The rocky coastline provides a perfect habitat for cornering a couple of our very best fighting fish. One is the Rock Blackfish, more commonly known as the Black Drummer. Not to be confused with the Silver Drummer, the Black Drummer, apart from putting up a “no holds barred” battle, is also a much under-rated kitchen fish. Bumpy sea  conditions drive Drummer crackers, as they scavenge through the white water in search of any shell fish that has lost its grip. Rough seas also provide ideal conditions for wrestling thumping Snapper off the rocks, and you don’t need me to tell you how they perform in the kitchen. 

When fishing for Drummer or Snapper off the rocks, use a bread berley mixed to a muddy consistency, regularly ladled into the wash. For Drummer, the best baits are cunjevoi, rock crabs or big prawns. Snapper will also attack the fore-mentioned baits along with squid, octopus tentacles, and pilchards. Don’t muck around with light line. I prefer nothing less than 12 kg line and, when the fish pull, I pull harder.
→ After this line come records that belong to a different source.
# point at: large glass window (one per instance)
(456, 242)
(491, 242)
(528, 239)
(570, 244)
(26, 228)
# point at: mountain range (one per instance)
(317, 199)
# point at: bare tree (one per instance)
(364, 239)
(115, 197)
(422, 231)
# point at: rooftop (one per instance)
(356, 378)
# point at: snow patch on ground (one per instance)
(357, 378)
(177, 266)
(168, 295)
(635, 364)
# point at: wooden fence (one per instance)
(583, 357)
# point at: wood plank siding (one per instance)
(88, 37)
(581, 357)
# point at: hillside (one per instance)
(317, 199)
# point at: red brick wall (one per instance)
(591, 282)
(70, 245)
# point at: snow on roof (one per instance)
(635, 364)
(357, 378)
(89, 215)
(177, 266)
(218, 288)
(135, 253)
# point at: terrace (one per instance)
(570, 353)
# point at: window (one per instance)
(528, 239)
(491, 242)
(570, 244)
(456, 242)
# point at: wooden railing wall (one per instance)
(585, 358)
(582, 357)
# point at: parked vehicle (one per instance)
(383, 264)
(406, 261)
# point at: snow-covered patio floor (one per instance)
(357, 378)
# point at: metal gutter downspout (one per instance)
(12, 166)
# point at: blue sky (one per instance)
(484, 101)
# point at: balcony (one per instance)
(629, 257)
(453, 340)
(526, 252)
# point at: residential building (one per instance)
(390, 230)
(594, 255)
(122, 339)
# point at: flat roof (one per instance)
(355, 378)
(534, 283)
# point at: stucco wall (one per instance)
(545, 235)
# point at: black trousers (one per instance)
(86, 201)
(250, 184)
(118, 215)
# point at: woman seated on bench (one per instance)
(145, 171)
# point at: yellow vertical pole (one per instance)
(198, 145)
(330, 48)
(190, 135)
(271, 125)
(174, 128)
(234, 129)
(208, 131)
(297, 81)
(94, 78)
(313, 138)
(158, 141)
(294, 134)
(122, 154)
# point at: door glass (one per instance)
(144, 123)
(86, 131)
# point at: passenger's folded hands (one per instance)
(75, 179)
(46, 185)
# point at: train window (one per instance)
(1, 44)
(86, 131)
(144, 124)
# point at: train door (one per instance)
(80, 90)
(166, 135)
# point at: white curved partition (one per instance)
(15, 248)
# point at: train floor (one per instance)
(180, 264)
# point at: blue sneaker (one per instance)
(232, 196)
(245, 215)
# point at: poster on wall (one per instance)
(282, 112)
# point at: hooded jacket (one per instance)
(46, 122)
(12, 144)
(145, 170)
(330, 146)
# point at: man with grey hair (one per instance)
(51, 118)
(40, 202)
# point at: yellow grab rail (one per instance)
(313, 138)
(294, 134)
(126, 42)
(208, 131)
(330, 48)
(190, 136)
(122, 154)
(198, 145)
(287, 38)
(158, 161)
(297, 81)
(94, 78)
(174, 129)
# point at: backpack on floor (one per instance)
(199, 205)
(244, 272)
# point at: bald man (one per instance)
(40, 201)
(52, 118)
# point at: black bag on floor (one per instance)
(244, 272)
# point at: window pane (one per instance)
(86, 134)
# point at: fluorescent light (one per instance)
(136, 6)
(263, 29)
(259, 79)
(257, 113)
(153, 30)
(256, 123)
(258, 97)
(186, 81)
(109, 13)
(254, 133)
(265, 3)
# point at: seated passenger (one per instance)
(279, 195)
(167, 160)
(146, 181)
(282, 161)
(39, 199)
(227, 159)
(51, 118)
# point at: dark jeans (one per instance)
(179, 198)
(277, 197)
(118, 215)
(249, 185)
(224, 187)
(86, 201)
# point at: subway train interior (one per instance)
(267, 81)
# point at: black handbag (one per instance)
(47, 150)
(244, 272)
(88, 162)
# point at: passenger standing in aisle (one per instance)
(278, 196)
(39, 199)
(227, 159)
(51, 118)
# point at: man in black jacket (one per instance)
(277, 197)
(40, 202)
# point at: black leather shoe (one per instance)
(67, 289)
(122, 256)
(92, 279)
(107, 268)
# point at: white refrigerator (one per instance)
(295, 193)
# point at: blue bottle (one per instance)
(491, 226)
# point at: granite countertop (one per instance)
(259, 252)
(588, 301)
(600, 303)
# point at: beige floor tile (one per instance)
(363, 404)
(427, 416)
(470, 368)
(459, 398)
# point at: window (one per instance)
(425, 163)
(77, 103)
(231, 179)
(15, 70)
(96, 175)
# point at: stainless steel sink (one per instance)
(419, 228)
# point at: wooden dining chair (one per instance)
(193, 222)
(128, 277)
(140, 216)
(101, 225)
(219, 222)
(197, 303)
Be aware that fishing for Drummer and Snapper off the rocks can be dangerous, and every precaution must be taken not to get swept into the washing-machine conditions. Consideration should also be given as to how you intend to react, and what steps you will take, if you are  washed in – a plan B. I’ve been in the drink a couple of times, and I can assure you that it is scary.

Firstly, never take kids with you on a rock fishing excursion – rock fishing and kids do not mix. Always wear a safety vest or a wet suit, and don’t ever believe that you can predict the sea. If you think that I hesitate to recommend that you go rock fishing, then you are right. However, I am aware that whatever I say will not stop recreational fishermen from pushing the limits. All I can do is recommend ways to increase your chances of survival.

It’s a really good idea to go fishing with a mate, and consider the tide and swell, and devise an exit plan before you cast your line. Never turn your back to the sea, and always wear non-slip footwear. If in doubt, don’t!

The decision as to whether life vests will become compulsory, in your area, now rests with local councils.

It is my opinion that a responsible outcome will see all rock fishermen required to wear a safety vest, which will keep you afloat if you are unfortunate enough to topple in. I have no problem with this expected change, as I believe that you have a greater chance of survival on the surface than under it. The rescue organisations are supportive of the move, as it makes their job easier. My only question is how will the new law be policed when we are already understaffed?